Namun, di level rekrutmen awal, cerita berbeda. Survei McKinsey dan LeanIn.Org menunjukkan bahwa banyak perempuan Indonesia justru tertahan di level entry dan menengah. Hambatan ganda muncul: bias rekrutmen, stereotip peran domestik, serta minimnya dukungan sistemik seperti cuti melahirkan yang setara atau fasilitas penitipan anak di tempat kerja.
Sering kali perusahaan bangga punya satu atau dua direktur perempuan, lalu merasa sudah cukup progresif. Padahal, kalau kita lihat pipeline di level staf, jumlah perempuan justru stagnan.
Jika perusahaan gagal menjaga arus masuk perempuan di jenjang awal, dampaknya akan merembet ke atas. Jalur karier ke posisi manajerial akan semakin sempit. Inilah yang disebut leaky pipeline—pipa karier yang bocor, di mana perempuan hilang sedikit demi sedikit sebelum sampai ke puncak.

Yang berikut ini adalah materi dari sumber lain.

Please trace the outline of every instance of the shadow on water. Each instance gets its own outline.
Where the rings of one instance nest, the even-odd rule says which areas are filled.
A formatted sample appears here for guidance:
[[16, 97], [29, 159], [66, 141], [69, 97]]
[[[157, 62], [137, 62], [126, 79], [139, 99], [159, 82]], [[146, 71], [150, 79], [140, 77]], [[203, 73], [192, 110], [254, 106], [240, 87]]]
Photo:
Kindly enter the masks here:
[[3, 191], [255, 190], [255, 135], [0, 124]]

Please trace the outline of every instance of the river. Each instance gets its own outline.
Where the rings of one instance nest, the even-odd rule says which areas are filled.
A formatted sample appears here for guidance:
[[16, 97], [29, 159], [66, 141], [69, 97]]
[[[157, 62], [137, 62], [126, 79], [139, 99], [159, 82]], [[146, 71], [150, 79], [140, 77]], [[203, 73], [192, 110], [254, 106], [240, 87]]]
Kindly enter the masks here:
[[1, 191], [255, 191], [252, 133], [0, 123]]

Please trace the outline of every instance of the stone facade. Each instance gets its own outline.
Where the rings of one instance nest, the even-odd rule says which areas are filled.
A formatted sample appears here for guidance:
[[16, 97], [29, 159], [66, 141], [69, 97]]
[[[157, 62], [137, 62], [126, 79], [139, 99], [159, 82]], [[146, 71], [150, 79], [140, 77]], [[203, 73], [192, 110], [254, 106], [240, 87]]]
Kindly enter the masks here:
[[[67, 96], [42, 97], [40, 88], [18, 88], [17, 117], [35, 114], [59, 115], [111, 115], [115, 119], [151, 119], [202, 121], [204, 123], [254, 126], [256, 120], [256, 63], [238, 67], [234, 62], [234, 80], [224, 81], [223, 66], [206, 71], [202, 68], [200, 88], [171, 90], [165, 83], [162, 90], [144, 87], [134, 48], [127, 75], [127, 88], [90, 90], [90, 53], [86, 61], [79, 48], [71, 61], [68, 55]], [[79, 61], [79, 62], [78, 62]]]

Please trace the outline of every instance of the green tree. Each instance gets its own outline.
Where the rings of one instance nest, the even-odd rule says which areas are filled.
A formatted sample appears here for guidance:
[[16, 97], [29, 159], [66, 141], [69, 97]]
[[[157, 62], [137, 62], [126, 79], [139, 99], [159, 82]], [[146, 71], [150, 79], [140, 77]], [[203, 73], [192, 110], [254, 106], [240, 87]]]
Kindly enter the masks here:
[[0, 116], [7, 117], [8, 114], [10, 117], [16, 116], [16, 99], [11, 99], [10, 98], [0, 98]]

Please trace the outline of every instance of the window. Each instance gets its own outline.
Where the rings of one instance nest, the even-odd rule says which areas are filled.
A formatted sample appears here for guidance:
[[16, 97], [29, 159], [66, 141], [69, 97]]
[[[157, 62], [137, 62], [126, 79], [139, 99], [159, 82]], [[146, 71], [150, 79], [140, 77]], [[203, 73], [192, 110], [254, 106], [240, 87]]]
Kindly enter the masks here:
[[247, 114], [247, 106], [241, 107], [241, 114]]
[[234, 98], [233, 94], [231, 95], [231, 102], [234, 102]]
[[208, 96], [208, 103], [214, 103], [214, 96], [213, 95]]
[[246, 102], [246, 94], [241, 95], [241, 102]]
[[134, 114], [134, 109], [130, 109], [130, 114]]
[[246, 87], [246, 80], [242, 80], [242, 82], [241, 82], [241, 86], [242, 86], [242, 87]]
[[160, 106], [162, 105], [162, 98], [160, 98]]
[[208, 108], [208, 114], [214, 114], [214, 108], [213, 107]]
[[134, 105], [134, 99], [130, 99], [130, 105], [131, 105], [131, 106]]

Studi di AS memberi pelajaran berharga: masalah bukan hanya soal berapa banyak perempuan di kursi direktur, tapi juga bagaimana memastikan pasokan talenta perempuan di level bawah terus mengalir.
Bagaimana Jalan Keluarnya?
Ada beberapa langkah yang bisa ditempuh:
Transparansi Rekrutmen – Perusahaan perlu mempublikasikan data gender dalam perekrutan. Dengan begitu, publik bisa menilai apakah komposisi kandidat seimbang.
Kuota di Komite Rekrutmen – Melibatkan perempuan minimal 20 persen di tim perekrutan terbukti meningkatkan kepedulian pada isu keberagaman.
Pipeline yang Berkelanjutan – Program magang, mentoring, dan pelatihan khusus untuk karyawan perempuan bisa memastikan suplai talenta tidak putus.
Kebijakan Ramah Keluarga – Fasilitas cuti, penitipan anak, dan fleksibilitas kerja bisa menekan angka keluarnya perempuan dari dunia kerja.
Kehadiran pemimpin perempuan adalah capaian penting. Namun, riset ini mengingatkan bahwa simbol di puncak tak boleh membuat kita abai terhadap pondasi di dasar. Tanpa strategi rekrutmen yang konsisten, keberagaman gender hanya akan menjadi dekorasi, bukan transformasi.
Indonesia, dengan jumlah perempuan pekerja yang besar namun partisipasi kepemimpinannya masih terbatas, perlu waspada terhadap jebakan ini. Karena membangun kesetaraan gender bukan hanya soal siapa yang duduk di ruang rapat direksi, tetapi juga siapa yang diberi kesempatan pertama saat melangkah masuk ke dunia kerja.